Value of Functional Anesthetic and Provocative Discography in the Surgical Treatment of Discogenic Pain

September 9, 2016 updated by: Northwestern University

Comparing the Value of Functional Anesthetic and Provocative Discography in the Surgical Treatment of Discogenic Pain

Although discography and spinal imaging techniques, either alone or in combination, are commonly used to diagnose discogenic pain, their exact role in predicting surgical results are poorly defined. Our aim in this study is to compare the ability of Functional anesthetic discography (FAD), and Provocative Discography (PD) to diagnose discogenic pain and to correctly identify the disc levels for the surgical treatment. Proper identification for disc levels should improve the overall results of surgery for this condition. Patients with discogenic pain have better outcomes if the disc levels for the fusion surgery are identified by using FAD compared to similar disc level identification by PD.

Study Overview

Study Type

Interventional

Phase

  • Phase 4

Participation Criteria

Researchers look for people who fit a certain description, called eligibility criteria. Some examples of these criteria are a person's general health condition or prior treatments.

Eligibility Criteria

Ages Eligible for Study

21 years to 65 years (ADULT, OLDER_ADULT)

Accepts Healthy Volunteers

No

Genders Eligible for Study

All

Description

Inclusion Criteria:

  1. Age between 21 to 65 years.
  2. Symptoms of at least 6 months duration.
  3. Primarily axial low back pain.
  4. At least 6 months of conservative treatment, including, physical therapy, injections, chiropractic etc.
  5. Patients with overall pain scores of greater than 6/10 (NRS).
  6. Recent (within the past 6 months) lumbar spine MRI showing: disc desiccation and loss of disc height of at least one disc level.

Exclusion Criteria:

  1. History of previous spine surgery.
  2. MRI changes at more than two disc levels on the recent (within the past 6 months) lumbar spine MRI.
  3. Clinical or radiological evidence of significant:

    1. Disc herniation
    2. Spinal Stenosis
    3. Spinal Deformity
    4. Spondylolisthesis
    5. Spinal instability or pars-defect
    6. Facet Syndrome
    7. Sacroiliac Joint Dysfunction
    8. Myofascial Pain Syndrome
    9. Fibromyalgia
  4. Current issues of:

    1. Litigation
    2. Disability
    3. Drug addiction or substance abuse
    4. Chronic pain medication abuse
  5. Current diagnosis of and medication use for unstable anxiety, depression, and/or behavioral disorders.

Study Plan

This section provides details of the study plan, including how the study is designed and what the study is measuring.

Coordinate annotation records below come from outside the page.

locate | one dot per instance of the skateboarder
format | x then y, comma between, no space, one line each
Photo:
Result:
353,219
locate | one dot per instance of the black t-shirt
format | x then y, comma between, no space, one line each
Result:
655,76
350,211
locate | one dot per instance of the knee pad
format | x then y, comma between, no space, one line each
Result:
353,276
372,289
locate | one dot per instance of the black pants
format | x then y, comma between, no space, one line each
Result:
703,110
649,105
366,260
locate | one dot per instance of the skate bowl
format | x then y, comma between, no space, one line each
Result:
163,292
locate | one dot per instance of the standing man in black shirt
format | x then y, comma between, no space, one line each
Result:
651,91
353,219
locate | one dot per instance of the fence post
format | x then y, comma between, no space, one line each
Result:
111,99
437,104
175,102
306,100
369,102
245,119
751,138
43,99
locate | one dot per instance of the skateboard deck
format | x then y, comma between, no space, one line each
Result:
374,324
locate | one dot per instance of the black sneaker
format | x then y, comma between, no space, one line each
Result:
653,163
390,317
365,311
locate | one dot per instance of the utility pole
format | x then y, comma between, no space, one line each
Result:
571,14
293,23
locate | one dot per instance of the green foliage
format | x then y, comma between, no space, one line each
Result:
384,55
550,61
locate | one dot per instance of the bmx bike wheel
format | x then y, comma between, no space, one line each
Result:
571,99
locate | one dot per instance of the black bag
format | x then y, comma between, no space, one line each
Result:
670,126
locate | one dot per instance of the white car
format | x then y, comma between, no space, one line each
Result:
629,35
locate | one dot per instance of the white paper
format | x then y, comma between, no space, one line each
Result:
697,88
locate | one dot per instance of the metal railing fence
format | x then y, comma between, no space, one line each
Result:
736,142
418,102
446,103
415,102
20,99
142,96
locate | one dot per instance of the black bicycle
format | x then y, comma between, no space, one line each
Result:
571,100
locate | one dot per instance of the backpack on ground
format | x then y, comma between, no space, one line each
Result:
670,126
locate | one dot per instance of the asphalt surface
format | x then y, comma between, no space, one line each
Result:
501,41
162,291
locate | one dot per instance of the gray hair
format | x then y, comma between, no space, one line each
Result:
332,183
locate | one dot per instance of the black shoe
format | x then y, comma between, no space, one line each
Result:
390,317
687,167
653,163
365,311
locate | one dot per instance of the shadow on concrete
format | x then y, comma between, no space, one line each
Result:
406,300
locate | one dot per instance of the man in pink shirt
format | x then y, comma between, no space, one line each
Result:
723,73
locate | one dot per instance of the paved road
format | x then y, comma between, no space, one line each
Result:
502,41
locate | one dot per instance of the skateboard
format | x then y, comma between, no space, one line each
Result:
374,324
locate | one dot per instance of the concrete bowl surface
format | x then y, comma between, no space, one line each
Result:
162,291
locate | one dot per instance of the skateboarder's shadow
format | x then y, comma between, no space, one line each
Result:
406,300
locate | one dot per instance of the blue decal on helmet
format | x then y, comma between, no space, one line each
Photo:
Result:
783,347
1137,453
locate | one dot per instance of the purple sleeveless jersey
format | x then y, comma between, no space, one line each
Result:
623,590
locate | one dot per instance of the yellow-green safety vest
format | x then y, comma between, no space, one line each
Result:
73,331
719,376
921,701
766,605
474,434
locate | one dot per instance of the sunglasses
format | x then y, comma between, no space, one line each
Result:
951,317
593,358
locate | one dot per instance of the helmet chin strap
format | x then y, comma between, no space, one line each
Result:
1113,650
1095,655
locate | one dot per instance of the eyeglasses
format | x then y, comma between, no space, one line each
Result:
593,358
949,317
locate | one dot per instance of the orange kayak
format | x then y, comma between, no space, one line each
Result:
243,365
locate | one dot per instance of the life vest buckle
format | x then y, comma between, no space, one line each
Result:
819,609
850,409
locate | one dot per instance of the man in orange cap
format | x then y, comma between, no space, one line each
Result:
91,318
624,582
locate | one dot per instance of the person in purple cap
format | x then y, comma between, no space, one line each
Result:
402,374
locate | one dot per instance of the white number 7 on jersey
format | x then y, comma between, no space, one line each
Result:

How is the study designed?

Design Details

  • Primary Purpose: DIAGNOSTIC
  • Allocation: RANDOMIZED
  • Interventional Model: SINGLE_GROUP
  • Masking: SINGLE

Arms and Interventions

Participant Group / Arm
Intervention / Treatment
ACTIVE_COMPARATOR: Functional anesthetic discography

The patients disc levels for surgical treatment will be based exclusively on their Functional anesthetic discography results. The discography will be performed at a maximum of two disc levels. Discs showing the following MRI findings will be considered for discography:

  1. Loss of disc signal intensity on T-2 weighted sagittal MR images.
  2. Loss of disc height on sagittal MR images.

Patients will be followed-up at 3 weeks, 3 months, 6 months and 1 year after the surgery by research personnel. Patients will be asked to complete questionnaires before their discography and at every follow-up visit.

Functional anesthetic discography will be performed to diagnose discogenic pain and to correctly identify the disc levels for the surgical treatment. Proper identification for disc levels should improve the overall results of surgery for this condition.
ACTIVE_COMPARATOR: Provocative Discography

The patients disc levels for surgical treatment will be based exclusively on their Provocative Discography results. The discography will be performed at a maximum of two disc levels. Discs showing the following MRI findings will be considered for discography:

  1. Loss of disc signal intensity on T-2 weighted sagittal MR images.
  2. Loss of disc height on sagittal MR images.

The control disc, in the case provocative discography group must appear normal on the MRI - must have preserved disc height and central disc signal intensity on T-2 weighted images. The provocative discography will be performed using the standard IASP criteria. The patients will be followed-up at 3 weeks, 3 months, 6 months and 1 year after the surgery.

Provocative Discography will be performed to diagnose discogenic pain and to correctly identify the disc levels for the surgical treatment. Proper identification for disc levels should improve the overall results of surgery for this condition.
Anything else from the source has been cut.